此外,loss 屬性也包含為任何內部層的權重建立的正規化損失

class OuterLayerWithKernelRegularizer(keras.layers.Layer):
    def __init__(self):
        super().__init__()
        self.dense = keras.layers.Dense(
            32, kernel_regularizer=keras.regularizers.l2(1e-3)
        )

    def call(self, inputs):
        return self.dense(inputs)


layer = OuterLayerWithKernelRegularizer()
_ = layer(tf.zeros((1, 1)))

# This is `1e-3 * sum(layer.dense.kernel ** 2)`,
# created by the `kernel_regularizer` above.
print(layer.losses)
[<tf.Tensor: shape=(), dtype=float32, numpy=0.0017542194>]

這些損失旨在編寫訓練迴圈時納入考量,如下所示

# Instantiate an optimizer.
optimizer = keras.optimizers.SGD(learning_rate=1e-3)
loss_fn = keras.losses.SparseCategoricalCrossentropy(from_logits=True)

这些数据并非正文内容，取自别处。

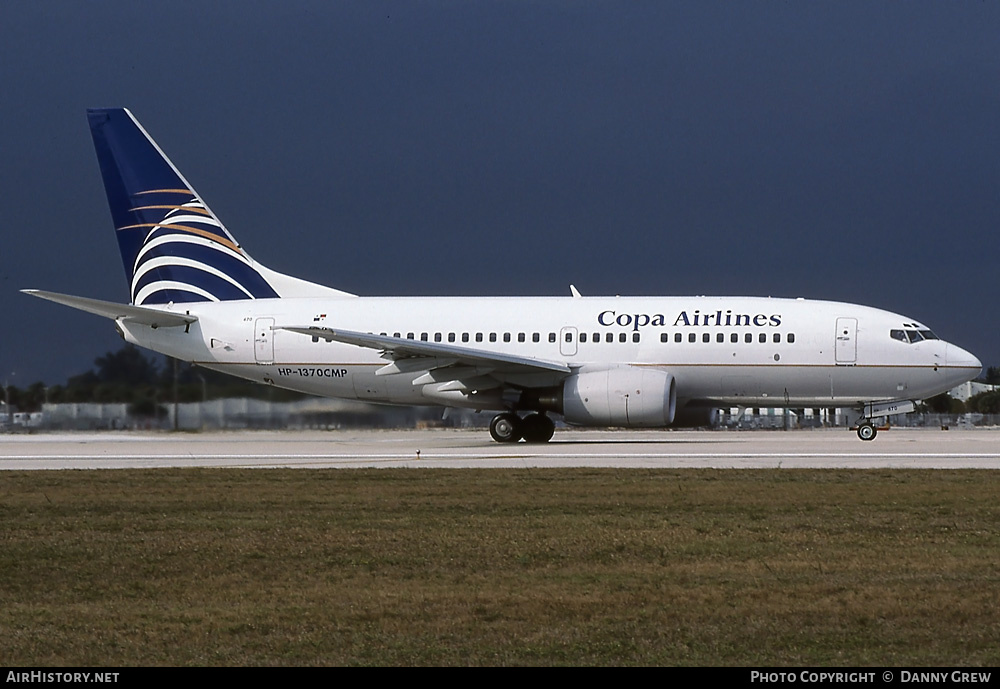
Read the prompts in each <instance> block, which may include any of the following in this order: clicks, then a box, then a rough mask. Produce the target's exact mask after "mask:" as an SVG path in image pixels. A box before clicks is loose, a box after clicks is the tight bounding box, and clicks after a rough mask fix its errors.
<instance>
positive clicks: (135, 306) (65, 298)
mask: <svg viewBox="0 0 1000 689" xmlns="http://www.w3.org/2000/svg"><path fill="white" fill-rule="evenodd" d="M21 291H22V292H23V293H24V294H30V295H31V296H33V297H39V298H40V299H48V300H49V301H54V302H56V303H57V304H62V305H64V306H69V307H70V308H74V309H79V310H80V311H86V312H87V313H92V314H95V315H97V316H104V317H105V318H111V319H113V320H118V319H119V318H121V319H123V320H125V321H127V322H130V323H139V324H142V325H148V326H150V327H152V328H161V327H162V328H169V327H171V326H182V325H189V324H191V323H194V322H195V321H197V320H198V317H197V316H191V315H189V314H186V313H173V312H171V311H163V310H161V309H154V308H150V307H148V306H131V305H129V304H116V303H115V302H113V301H102V300H100V299H90V298H89V297H74V296H73V295H71V294H59V293H58V292H45V291H43V290H40V289H23V290H21Z"/></svg>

# Iterate over the batches of a dataset.
for x_batch_train, y_batch_train in train_dataset:
    with tf.GradientTape() as tape:
        logits = layer(x_batch_train)  # Logits for this minibatch
        # Loss value for this minibatch
        loss_value = loss_fn(y_batch_train, logits)
        # Add extra losses created during this forward pass:
        loss_value += sum(model.losses)

    grads = tape.gradient(loss_value, model.trainable_weights)
    optimizer.apply_gradients(zip(grads, model.trainable_weights))

如需編寫訓練迴圈的詳細指南,請參閱從頭開始編寫訓練迴圈指南

這些損失也可以與 fit() 無縫協作 (它們會自動加總並新增至主要損失,如果有的話)

import numpy as np

inputs = keras.Input(shape=(3,))
outputs = ActivityRegularizationLayer()(inputs)
model = keras.Model(inputs, outputs)

# If there is a loss passed in `compile`, the regularization
# losses get added to it
model.compile(optimizer="adam", loss="mse")
model.fit(np.random.random((2, 3)), np.random.random((2, 3)))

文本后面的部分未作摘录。